My Internet Nightmare Read online

Page 9


  Chapter P-4

  Jessica Fulton inspected the lock on her door for the third time since she was left alone in this apartment, tracing her finger over what she assumed was a fingerprint scanner, and wondering how secure a lock it really was. There was no knob or handle by which she could open the door, but like every surface in every portion of these buildings, the face of the door lit up with a menu of options. Thankfully for her sanity, whatever system controlled this unit had been instructed to display in English.

  It wasn’t the smooth English her brain discerned from that translator which presented itself to her. As the professor had to remind her, with the Roman Empire still in control of Western Europe, the Normans had no opportunity to invade the British Isles. In this universe, the ancient form of English never merged with the Norman’s French to evolve into the language they were familiar with.

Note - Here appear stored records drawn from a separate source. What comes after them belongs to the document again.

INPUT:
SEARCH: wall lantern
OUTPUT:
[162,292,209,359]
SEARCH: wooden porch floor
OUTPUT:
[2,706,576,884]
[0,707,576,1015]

  The translators in their ears did have the capacity to study the speech centers within their brains. It learned their native language while it facilitated the translation, and Eudora easily sent those findings into their new homes. The computer was able to present all commands and instructions throughout the home in something approximating English, but there were flaws in the translation. The Greek woman assured them it would learn as they interacted with the home’s controls, otherwise, they had little choice but to put up with the strange spellings and faulty grammar.

  Jessica had little desire to interact with the door’s operation. She merely wished to verify that it was indeed locked. Though her smartphone had allowed her to do quite a few things back home, it was still strange for her to trust her security to a device.

  She thought about the security in her walk-up in Queens. That reinforced door at the entrance had a metal piece over the edge where the bolt entered the frame to assure her that no one could jimmy the door open. The callbox for visitors comforted her that no one without a key could gain entry unless one of the residents knew them. This door had nothing reassuring other than that fingerprint scanner and the display telling her “door sekured.”

  She closed the display and stepped away, taking another look around this space of hers. According to Eudora, they had been assigned to a block of housing reserved for faculty, somewhere in the middle of the structure.

  Normally these units would not have been granted as “free” units under the guarantee their hosts had described. Citizens looking to “upgrade” would pay a premium for the extra space and added luxuries. However, from what Jessica could gather, this entire building was devoted strictly to government-sponsored projects deemed so important, even crucial, the researchers and their staffs were granted the upgraded units as part of their compensation packages.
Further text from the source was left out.